If you would like to give specific examples, you can explain that oftentimes during peer review the reviewers will suggest new references the author should cite, and they may suggest sections that can be cut or moved within the paper to improve readability and organizational flow. These changes sometimes mean references are no longer cited in the text or in-text citations no longer have matching references in the bibliography. This is where copy editors step in to confirm which references the author wishes to cite and where, and which citations need a new reference to be added to the reference list. Making sure credit is correctly given where it is due is part of a copy editor’s purview.
When paragraphs and sections are moved or altered during peer review, it is not uncommon to find sentences that have been accidentally cut off in the middle and now make no sense.
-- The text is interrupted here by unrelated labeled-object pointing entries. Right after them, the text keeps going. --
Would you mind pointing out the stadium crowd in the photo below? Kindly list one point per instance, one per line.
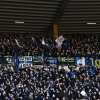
(48, 83)
(22, 44)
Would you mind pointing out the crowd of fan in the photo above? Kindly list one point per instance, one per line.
(48, 83)
(21, 44)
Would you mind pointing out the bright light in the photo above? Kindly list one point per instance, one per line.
(91, 23)
(19, 22)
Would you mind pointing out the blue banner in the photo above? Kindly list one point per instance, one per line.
(24, 61)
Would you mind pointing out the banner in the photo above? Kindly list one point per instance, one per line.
(24, 61)
(37, 60)
(97, 63)
(52, 60)
(67, 60)
(89, 61)
(80, 61)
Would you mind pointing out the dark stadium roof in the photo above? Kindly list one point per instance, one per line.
(37, 16)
It is the copy editor’s job to help authors refine their writing for final publication, while retaining their unique way of expression—their authorial “voice.” A copy editor also acts on behalf of readers to make sure the text is comprehensible and confusing wording is clarified. Particularly when English is not an author’s first language, there can be syntax or grammar errors that can inhibit comprehension and readability. Copy editors are charged with writing direct, simple, and clear queries to the authors so they may edit the text as needed to improve clarity.
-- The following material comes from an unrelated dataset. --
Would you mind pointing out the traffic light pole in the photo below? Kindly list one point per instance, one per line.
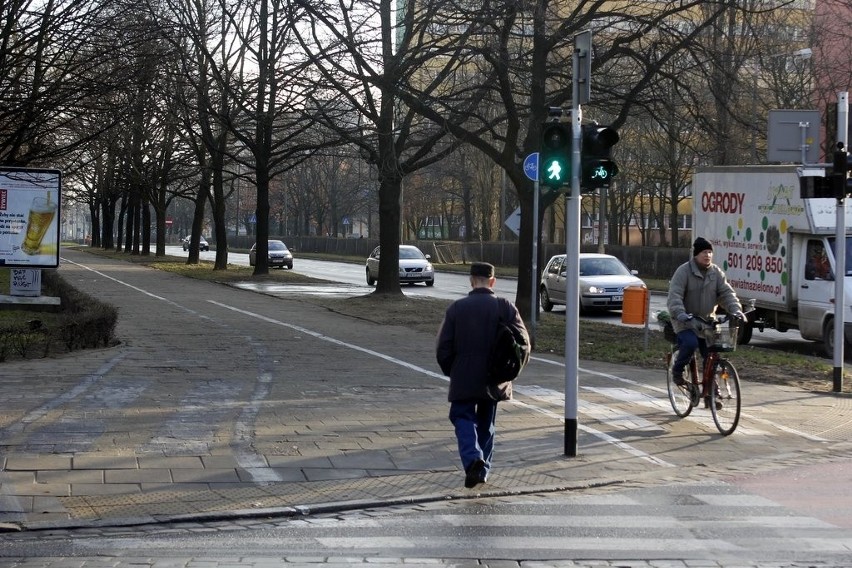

For production editors, it might be helpful to give some examples of tasks that you handle on a daily basis, such as monitoring schedules, assessing figure quality, preparing and sending proofs to authors (then collecting and incorporating the author’s corrections), gathering signed forms, and in some cases working with marketing to make sure everything is in place to publish and promote the publication. You can mention non-routine topics that you and your team receive training in, such as impact factors and other metrics, working with ESL authors, learning new software to track your manuscripts, or deciphering copyright laws and permissions.
Defending Your Work
Some editors may find themselves having to defend their work, especially to non-editors who may not understand the value of production or copyediting. In this case, it is best to focus on what a copy editor can provide: not only correct grammar and punctuation, but also consistency, professional tone, and factually correct information. A well-written document or publication can demonstrate meticulousness and commitment to detail. Conversely, publications with punctuation, spelling, or grammar errors can give the impression of sloppiness, or worse, incompetence, even if the content is of high quality. At its best, copyediting is invisible: only noticed when it is absent, and otherwise undetectable. Likewise, the work of a production editor is sometimes hidden until there is a problem that needs to be resolved—a quickly approaching deadline (or one that has already passed), a missing copyright form, or a graphic that needs permission to be printed.
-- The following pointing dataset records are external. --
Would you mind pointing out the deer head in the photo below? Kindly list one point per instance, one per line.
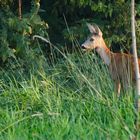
(95, 40)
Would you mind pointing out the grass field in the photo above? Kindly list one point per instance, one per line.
(70, 100)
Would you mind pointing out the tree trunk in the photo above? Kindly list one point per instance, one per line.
(137, 97)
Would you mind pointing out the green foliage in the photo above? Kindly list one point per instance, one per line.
(16, 34)
(113, 17)
(73, 99)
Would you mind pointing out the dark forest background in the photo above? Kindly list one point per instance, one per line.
(64, 23)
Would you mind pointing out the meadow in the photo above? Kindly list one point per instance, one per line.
(73, 99)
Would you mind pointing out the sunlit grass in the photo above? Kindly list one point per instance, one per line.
(73, 99)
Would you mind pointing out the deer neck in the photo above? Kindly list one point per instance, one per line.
(104, 53)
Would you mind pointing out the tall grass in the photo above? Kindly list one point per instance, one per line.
(73, 99)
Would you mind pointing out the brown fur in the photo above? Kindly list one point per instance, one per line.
(121, 65)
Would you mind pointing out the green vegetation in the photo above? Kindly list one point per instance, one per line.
(73, 99)
(56, 91)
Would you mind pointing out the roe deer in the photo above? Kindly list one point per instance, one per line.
(121, 65)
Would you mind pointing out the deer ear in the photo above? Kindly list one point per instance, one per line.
(91, 28)
(98, 30)
(94, 29)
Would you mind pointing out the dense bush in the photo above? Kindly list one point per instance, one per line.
(67, 24)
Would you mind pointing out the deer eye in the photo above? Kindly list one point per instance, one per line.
(92, 39)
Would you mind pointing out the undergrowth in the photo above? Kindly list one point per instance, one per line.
(71, 99)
It is always interesting to learn about what other people “do,” and we encourage scholarly editors to think about your role and how you would explain it to someone who has no background in publishing. It can be a good opportunity to let others know about the importance of peer review and copyediting, and how publishing trends affect your role in ways that are not so different from other career fields.
Becky Rivard is an Associate Production Editor at the American Mathematical Society. Jessica LaPointe is the Managing Copy Editor at the American Meteorological Society.